Het dankbare vaderland

Uit Wikipedia, de vrije encyclopedie

Het dankbare vaderland (ondertitel: Een straatlied met luisterbeelden) is een hoorspel van Detlef Müller. Otto, oder der Dank des Vaterlandes werd vertaald door G.A.M. Eickholt en door de KRO uitgezonden in het programma Dinsdagavondtheater op dinsdag 16 september 1969. De muziek werd gecomponeerd door Harry Geelen en uitgevoerd onder leiding van Rogier van Otterlo. De regisseur was Willem Tollenaar. De uitzending duurde 59 minuten.

Rolbezetting[bewerken | brontekst bewerken]

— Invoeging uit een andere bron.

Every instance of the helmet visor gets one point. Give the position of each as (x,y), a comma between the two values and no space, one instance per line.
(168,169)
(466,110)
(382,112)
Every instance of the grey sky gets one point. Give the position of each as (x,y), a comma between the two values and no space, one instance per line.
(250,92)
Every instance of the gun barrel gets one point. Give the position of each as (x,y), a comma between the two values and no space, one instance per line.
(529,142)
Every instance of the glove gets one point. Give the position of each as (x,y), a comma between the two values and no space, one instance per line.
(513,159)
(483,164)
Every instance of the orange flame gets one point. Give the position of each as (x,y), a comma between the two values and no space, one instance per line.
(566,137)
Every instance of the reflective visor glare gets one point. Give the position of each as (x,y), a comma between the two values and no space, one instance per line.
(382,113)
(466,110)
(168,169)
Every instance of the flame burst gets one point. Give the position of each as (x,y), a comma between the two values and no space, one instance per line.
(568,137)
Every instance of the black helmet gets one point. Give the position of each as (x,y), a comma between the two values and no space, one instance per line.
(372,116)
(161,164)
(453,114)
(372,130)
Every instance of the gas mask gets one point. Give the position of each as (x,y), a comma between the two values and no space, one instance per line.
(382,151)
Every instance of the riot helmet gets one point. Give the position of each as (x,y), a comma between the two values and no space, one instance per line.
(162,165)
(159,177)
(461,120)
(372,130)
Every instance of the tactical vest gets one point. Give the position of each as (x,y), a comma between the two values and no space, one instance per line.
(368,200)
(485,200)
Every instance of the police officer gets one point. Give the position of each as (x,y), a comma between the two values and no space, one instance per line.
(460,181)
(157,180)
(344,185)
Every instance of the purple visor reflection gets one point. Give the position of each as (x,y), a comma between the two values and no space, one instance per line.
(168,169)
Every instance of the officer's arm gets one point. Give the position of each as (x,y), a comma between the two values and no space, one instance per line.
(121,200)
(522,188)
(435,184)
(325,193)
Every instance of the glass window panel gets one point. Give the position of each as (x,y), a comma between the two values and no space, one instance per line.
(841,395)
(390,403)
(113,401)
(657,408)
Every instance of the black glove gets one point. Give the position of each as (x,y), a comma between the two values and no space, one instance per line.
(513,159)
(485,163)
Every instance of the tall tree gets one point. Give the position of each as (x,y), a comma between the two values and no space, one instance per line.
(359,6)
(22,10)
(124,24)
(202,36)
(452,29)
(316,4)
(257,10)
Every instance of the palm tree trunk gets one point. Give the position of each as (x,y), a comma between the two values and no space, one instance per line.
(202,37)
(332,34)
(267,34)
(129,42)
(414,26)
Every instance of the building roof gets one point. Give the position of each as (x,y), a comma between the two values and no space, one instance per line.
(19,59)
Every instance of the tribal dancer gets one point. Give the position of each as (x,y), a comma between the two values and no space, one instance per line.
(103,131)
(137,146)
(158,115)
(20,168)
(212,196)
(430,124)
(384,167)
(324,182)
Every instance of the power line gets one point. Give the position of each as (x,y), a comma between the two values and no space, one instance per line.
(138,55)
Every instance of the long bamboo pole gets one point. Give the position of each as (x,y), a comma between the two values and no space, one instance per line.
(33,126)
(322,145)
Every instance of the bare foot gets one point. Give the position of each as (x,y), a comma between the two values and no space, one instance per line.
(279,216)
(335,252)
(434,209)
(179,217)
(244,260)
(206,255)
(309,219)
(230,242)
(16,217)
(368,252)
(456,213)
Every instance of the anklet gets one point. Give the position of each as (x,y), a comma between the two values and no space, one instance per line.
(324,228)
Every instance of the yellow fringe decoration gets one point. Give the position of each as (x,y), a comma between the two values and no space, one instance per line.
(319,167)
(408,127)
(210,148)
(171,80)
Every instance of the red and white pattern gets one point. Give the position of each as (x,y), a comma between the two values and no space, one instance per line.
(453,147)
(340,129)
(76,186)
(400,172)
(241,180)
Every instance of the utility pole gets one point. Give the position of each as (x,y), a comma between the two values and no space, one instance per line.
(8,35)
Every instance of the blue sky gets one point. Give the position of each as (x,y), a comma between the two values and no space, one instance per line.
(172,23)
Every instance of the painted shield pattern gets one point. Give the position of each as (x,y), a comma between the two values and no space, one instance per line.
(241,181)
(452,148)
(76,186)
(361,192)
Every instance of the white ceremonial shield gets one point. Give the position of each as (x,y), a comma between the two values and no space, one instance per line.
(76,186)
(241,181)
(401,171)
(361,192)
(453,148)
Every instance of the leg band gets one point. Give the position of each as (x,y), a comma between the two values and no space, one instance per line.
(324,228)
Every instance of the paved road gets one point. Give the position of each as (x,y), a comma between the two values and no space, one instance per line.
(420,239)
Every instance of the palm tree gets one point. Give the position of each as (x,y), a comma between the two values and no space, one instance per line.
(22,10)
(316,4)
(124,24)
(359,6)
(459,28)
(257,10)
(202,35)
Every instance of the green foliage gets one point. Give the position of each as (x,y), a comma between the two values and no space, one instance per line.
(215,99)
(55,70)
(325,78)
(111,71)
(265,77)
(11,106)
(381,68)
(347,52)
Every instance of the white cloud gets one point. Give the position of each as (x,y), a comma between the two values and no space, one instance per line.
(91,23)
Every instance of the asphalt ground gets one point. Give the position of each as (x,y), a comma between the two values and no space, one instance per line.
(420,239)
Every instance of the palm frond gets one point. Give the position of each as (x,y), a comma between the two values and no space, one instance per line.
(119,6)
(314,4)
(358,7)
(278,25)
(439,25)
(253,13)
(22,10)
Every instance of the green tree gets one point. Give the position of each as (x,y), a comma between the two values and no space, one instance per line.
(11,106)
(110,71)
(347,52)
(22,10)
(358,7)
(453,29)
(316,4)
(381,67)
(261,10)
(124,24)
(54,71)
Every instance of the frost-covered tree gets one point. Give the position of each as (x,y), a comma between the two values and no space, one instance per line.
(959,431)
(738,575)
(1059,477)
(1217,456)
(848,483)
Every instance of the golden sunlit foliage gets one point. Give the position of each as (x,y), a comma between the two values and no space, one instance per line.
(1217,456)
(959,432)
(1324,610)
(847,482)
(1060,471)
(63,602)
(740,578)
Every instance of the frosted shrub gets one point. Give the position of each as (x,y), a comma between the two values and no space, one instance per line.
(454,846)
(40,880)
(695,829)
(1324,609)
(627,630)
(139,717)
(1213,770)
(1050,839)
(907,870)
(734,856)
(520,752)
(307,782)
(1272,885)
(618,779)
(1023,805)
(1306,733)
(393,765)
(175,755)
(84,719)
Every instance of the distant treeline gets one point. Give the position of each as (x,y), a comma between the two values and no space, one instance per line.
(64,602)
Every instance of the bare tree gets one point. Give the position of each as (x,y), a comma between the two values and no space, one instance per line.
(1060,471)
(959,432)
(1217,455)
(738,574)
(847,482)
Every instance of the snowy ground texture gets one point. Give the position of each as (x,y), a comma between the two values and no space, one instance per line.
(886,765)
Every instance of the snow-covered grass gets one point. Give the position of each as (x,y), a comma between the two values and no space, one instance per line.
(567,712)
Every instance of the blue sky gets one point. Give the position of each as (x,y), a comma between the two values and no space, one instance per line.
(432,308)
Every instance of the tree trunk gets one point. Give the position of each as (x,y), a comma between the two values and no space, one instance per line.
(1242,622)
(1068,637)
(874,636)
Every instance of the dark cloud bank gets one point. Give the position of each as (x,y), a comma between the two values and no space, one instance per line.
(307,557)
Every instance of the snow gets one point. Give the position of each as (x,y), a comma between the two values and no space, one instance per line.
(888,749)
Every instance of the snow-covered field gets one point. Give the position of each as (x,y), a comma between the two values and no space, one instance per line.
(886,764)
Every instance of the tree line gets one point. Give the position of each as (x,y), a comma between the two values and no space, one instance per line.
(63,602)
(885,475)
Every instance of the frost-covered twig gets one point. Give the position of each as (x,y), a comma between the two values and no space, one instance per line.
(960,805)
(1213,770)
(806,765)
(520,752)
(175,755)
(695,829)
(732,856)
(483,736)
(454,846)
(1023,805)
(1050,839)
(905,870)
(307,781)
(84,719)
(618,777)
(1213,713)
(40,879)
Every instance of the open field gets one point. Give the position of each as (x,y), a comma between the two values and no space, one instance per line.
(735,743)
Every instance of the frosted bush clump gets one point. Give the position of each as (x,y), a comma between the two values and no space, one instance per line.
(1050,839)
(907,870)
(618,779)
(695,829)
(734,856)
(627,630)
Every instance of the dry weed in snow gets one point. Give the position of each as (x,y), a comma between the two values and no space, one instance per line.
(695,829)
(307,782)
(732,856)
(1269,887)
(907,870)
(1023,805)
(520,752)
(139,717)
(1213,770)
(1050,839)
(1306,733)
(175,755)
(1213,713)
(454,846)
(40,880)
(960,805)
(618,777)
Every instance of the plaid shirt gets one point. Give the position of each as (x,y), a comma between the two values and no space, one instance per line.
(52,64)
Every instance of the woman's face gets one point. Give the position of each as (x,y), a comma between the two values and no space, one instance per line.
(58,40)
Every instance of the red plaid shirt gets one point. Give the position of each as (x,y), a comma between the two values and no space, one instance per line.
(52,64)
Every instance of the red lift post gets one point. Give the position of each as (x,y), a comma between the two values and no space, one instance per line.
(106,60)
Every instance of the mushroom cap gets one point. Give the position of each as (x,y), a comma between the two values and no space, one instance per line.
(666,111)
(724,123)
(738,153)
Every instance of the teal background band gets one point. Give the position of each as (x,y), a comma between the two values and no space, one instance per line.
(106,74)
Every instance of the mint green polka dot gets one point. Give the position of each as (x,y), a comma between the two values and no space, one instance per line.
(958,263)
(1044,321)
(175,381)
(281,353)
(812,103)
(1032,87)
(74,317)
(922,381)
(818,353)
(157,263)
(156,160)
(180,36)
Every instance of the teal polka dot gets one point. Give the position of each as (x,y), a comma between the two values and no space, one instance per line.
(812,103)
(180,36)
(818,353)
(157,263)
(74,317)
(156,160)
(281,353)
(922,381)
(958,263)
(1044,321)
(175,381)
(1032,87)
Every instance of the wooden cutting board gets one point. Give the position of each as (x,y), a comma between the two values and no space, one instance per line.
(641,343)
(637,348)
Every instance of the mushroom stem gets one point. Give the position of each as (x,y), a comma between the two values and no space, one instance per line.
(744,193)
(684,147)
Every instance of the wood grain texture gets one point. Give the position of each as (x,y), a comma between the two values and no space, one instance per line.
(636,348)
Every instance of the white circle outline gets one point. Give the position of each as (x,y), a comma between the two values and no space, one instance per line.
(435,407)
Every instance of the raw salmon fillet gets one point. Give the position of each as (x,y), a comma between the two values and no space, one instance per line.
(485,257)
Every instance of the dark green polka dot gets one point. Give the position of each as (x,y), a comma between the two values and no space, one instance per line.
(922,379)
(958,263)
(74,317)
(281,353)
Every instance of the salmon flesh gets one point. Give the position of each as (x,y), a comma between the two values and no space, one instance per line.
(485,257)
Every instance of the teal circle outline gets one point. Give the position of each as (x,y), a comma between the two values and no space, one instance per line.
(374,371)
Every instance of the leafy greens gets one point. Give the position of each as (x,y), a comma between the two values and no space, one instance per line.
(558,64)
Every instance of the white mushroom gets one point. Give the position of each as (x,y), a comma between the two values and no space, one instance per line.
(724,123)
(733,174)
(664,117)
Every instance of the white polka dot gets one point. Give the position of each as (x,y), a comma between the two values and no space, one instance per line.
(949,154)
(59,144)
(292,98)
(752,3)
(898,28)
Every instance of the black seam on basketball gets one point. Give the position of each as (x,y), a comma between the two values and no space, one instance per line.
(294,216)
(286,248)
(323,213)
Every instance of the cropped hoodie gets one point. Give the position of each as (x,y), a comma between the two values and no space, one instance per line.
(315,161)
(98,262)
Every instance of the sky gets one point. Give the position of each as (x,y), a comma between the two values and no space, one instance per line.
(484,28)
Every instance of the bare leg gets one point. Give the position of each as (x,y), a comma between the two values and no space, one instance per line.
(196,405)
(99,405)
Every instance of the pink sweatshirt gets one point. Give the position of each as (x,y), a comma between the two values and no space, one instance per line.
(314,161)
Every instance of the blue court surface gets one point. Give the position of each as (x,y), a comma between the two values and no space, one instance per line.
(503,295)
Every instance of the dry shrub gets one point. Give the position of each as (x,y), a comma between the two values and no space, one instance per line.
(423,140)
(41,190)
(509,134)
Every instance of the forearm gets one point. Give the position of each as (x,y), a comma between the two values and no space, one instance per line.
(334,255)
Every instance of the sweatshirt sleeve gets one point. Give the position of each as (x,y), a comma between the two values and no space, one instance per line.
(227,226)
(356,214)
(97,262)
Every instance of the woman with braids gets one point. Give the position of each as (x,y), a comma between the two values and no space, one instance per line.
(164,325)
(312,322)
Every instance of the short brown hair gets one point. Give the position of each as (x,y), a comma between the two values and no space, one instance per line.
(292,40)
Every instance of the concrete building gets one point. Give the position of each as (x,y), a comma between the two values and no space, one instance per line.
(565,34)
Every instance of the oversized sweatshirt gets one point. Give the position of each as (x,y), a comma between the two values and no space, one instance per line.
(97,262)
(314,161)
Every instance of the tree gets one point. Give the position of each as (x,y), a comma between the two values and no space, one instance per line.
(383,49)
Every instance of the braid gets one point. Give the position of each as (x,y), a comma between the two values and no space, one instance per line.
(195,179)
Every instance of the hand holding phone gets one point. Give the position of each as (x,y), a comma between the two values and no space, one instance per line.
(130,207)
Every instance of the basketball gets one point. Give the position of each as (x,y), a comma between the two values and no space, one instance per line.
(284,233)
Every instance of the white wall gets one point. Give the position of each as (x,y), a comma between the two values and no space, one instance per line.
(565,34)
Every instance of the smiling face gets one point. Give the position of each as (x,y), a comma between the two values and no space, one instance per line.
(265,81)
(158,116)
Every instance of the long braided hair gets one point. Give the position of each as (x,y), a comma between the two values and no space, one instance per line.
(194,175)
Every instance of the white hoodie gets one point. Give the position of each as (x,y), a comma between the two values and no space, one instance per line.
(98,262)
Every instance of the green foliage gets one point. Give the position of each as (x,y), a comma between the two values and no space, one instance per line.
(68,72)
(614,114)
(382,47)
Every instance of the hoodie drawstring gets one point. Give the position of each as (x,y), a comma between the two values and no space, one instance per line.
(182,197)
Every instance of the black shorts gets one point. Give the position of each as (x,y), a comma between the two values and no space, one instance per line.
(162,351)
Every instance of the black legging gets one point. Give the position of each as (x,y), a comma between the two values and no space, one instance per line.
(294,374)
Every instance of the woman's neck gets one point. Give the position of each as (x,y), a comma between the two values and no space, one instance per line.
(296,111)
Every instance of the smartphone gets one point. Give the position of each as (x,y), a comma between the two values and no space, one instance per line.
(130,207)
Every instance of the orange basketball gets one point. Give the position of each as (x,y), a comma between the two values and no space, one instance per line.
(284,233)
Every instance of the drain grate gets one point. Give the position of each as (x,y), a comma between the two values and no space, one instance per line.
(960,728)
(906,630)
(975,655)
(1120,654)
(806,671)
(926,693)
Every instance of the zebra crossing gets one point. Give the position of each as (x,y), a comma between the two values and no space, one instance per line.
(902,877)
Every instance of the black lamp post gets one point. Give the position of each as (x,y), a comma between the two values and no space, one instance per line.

Inhoud[bewerken | brontekst bewerken]

Brecht zou dit hoorspel een "Morität" noemen. Het is een satirisch stuk, "ingelegd" met cabaretachtige liedjes. Het begint in het Berlijn van 1930, algemene malaise, de opkomst van het nationaalsocialisme. De straat moet vrij, want de bruine Bataljone marcheren. Op een van die dagen valt een werkloze per ongeluk in een bouwput. Hij is dood. Hij heeft nooit met politiek van doen gehad, maar de volksopvoeders kunnen altijd wel een lijk gebruiken. Daarmee begint de groteske handeling die pas helemaal absurd wordt als ook de tegenpartij zich van de zo schielijk en argeloos overleden Otto Meyer gaat bedienen. Als de politiek het wil, kom je van de ene in de andere kist. Politiek is een abstract spelletje dat wordt gespeeld op de rug van de onderdaan, of zoals het in het slotkoraal luidt: "De mens heeft hier in deze tijd geen rechten meer op aarde. Pas als hij lijk geworden is, krijgt hij als mens z’n waarde."